Who will be competitive?

Projects and organizations that:

  • Embed arts and culture in larger community revitalization initiatives
  • Engage in cross-discipline, cross-sector activities
  • Exhibit strong leadership
  • Advance a shared community vision
  • Extend benefits to all stakeholders, especially low-income community members
  • Demonstrate commitment to sustained engagement and participation of all residents
  • Work to ensure current residents can remain in their community even where revitalization changes neighborhood economics
  • Honor community distinctiveness

In addition to those characteristics, we look for projects and organizations in communities that:

  • Lack traditional investors, but have secured some public or philanthropic investments to support other elements of community revitalization
  • Demonstrate success in pursuing creative placemaking strategies
  • Show support for the creative placemaking effort from multiple sectors

We do not fund

Planning projects or stand-alone arts and cultural projects that benefit one organization, are on the periphery of a broader community revitalization project, or have limited regard for place.  Examples include:

  • Arts education and outreach activities
  • One-time, community arts, public art or beautification projects not connected to a comprehensive community revitalization project
  • Capital campaigns for cultural facilities or outdoor venues not connected to a comprehensive community revitalization project
  • Economic and community development projects without consideration to history, character of the place and integration of the arts
  • Neighborhood branding projects
  • Projects where resident input is consultative, or participation is limited to attendance 
  • Arts and social justice and engagement projects not connected to a larger revitalization strategy

Application Process

We accept and review inquiries about support for activities in specific thematic areas on an ongoing basis. Planning proposals will not be considered.
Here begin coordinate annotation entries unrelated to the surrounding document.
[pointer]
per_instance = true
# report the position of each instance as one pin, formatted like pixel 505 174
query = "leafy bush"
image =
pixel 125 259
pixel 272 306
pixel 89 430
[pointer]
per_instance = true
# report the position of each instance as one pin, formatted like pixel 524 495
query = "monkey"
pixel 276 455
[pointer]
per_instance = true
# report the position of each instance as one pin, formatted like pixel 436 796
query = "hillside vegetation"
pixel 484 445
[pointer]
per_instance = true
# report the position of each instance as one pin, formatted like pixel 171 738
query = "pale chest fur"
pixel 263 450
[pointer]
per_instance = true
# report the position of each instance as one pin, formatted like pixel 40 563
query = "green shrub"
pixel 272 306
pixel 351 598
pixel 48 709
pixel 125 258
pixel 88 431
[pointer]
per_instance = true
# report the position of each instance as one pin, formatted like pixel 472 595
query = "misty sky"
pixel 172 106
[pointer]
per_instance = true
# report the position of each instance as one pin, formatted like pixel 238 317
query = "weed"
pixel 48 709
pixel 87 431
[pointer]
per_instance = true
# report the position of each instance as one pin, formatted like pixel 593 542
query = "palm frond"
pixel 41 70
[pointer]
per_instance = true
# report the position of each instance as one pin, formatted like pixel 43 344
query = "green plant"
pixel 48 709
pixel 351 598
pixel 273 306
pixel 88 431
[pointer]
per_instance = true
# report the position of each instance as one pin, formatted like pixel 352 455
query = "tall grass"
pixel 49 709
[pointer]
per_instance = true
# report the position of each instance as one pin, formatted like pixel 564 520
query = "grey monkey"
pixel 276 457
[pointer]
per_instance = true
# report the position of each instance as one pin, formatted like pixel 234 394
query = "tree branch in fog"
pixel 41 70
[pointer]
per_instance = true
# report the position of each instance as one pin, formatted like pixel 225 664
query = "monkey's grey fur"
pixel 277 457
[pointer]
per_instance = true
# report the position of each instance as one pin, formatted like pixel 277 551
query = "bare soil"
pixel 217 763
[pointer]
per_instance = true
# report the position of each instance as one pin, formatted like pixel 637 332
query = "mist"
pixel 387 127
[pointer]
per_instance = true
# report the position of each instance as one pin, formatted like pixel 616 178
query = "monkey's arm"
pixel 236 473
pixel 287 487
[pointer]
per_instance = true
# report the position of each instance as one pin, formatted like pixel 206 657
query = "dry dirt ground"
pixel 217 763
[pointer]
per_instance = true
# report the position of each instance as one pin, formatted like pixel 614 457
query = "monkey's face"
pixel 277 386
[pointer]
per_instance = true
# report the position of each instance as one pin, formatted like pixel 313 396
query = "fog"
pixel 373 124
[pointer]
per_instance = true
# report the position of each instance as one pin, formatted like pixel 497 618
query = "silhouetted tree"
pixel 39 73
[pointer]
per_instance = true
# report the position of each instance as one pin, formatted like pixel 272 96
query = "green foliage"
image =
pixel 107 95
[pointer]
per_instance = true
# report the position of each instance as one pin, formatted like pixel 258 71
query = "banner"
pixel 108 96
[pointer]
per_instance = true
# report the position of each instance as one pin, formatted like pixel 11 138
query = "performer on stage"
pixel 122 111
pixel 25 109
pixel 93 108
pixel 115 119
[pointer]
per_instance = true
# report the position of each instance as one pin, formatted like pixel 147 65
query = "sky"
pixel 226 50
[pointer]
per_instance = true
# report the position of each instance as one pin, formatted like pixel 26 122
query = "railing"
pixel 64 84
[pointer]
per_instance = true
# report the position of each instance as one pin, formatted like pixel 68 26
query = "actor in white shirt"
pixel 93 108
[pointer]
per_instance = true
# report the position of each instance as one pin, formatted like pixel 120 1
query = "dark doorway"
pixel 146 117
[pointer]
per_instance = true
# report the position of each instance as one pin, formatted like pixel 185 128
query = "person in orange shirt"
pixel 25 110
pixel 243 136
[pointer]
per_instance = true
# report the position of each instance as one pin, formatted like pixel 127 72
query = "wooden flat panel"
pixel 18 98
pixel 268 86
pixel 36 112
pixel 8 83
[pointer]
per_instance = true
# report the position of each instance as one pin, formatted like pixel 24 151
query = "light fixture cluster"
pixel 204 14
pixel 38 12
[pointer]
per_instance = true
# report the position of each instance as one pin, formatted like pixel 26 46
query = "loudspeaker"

Through 2014, we expect to award up to 15 grants for activities in traditionally disinvested communities that integrate arts and culture in:

  • Public green and civic spaces
  • Transit-oriented development projects

Examples include transit networks, “complete streets,” sustainable landscapes and other similar projects.  

Proposals that fall outside those areas will not be considered.

We have a two-step application process that begins with an inquiry, submitted via an online application system.

Part 1, the preliminary application, contains a data-entry component and several attachments, including a narrative. 

If the activity you describe fits one or more of our strategic priorities and our budget, we then request additional information. This will constitute Part 2 of the application process.